The humor in Funny Story is Henry's sharpest. The banter between Daphne and Miles has the kind of rhythm that's very easy to underestimate in execution — timing matters in written comedy, and Henry's sense of timing is excellent. There are scenes in this book that are genuinely laugh-out-loud funny, which is not something you can say about every "romantic comedy" novel.
The Good & The Honest
What works:
- The funniest Emily Henry book — the comedy is confident and well-executed
- Miles is one of her best love interests: specific, warm, and flawed in recognizable ways
- The standalone structure means clean entry and clean exit
- The grief themes are handled lightly enough to not overwhelm but honestly enough to land
What to know:
- If you prefer Henry's darker emotional undertones (Beach Read, Happy Place), this is lighter and more comedic
- The explicit romance scenes are present but not the focus of the book
- Some readers find the romantic misunderstanding in the third act slightly manufactured; others find it completely earned
The third-act complication — Daphne's discovery of what Miles did (or didn't do) regarding Peter and Petra's situation — is the book's most debated moment. Whether Miles's choice to withhold information constitutes a betrayal or a reasonable private decision is genuinely discussable, and Henry seems to know this: the argument Daphne and Miles have about it is the most honest conversation in the book, and it doesn't get a clean resolution by the end of the scene.

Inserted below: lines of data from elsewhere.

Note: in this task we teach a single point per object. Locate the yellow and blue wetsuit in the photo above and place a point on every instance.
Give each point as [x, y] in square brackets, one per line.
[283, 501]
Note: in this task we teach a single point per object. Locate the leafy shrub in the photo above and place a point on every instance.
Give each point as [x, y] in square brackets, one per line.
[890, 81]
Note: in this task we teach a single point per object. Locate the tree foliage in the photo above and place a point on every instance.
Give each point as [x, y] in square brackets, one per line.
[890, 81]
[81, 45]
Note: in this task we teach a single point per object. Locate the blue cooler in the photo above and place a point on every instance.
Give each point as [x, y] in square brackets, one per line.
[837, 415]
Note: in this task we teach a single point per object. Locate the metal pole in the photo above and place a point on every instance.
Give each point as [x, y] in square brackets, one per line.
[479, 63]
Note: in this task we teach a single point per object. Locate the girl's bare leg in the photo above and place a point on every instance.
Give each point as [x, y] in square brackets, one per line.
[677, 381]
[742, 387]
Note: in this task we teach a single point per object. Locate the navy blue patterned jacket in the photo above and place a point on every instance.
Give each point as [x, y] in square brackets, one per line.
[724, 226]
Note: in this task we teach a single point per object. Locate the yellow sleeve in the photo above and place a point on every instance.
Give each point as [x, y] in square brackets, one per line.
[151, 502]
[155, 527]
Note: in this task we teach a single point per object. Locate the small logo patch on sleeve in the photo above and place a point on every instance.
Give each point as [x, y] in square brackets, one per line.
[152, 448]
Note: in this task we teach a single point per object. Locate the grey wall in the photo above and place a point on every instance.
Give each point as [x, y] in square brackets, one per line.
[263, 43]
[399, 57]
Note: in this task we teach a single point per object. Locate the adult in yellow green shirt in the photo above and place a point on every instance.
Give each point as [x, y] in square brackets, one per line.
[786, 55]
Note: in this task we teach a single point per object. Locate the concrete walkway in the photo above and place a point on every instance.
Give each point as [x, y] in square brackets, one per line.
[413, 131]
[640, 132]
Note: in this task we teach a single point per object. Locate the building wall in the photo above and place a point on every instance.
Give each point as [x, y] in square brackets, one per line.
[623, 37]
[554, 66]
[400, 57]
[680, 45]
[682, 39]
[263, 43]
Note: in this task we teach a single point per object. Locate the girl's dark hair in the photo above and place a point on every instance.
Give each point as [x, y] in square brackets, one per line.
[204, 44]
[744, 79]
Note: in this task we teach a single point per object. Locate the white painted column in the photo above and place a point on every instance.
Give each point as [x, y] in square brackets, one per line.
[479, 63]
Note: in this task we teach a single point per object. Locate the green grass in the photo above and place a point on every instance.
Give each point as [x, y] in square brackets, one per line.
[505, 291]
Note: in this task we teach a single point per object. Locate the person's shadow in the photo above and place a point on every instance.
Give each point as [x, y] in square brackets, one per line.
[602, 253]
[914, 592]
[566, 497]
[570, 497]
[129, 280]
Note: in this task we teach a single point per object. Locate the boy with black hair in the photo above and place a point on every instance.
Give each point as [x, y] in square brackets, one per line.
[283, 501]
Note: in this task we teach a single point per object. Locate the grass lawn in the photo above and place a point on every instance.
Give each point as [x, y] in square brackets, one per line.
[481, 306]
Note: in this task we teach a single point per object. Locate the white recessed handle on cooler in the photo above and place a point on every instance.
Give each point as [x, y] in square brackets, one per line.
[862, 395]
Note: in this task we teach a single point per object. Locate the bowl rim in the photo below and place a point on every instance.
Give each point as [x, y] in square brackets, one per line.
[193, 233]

What resolves it is what resolves most things in Henry's novels: the characters having to choose between the clean story they've been telling themselves and the messier truth of what they actually feel. Daphne has spent the novel preparing to leave — not just Miles, but the small town, the life she landed in, the version of herself that stayed when everything changed. The choice to stay is her choosing her actual life rather than a hypothetical one, which is the same choice the book has been exploring all along.
The ending is warm and satisfying and earns its happiness without being dishonest about the complications that remain. It's a good ending for a good book.
If You Liked This, Try...
- Beach Read by Emily Henry — Her debut; darker than Funny Story but similarly structured around two people figuring out who they are
- Happy Place by Emily Henry — Her most emotionally ambitious novel; a fake-relationship premise with real emotional weight
- Part of Your World by Abby Jimenez — Similar small-town romance energy with the same warm humor
- The Kiss Quotient by Helen Hoang — Smart heroine, unexpected connection, banter-forward romance with emotional depth
The Verdict: Buy It for a Long Weekend
Funny Story is Emily Henry at her most purely enjoyable — smart, funny, warm, and honest about the specific grief of losing a life you'd planned. Perfect for a weekend read or a reading slump cure.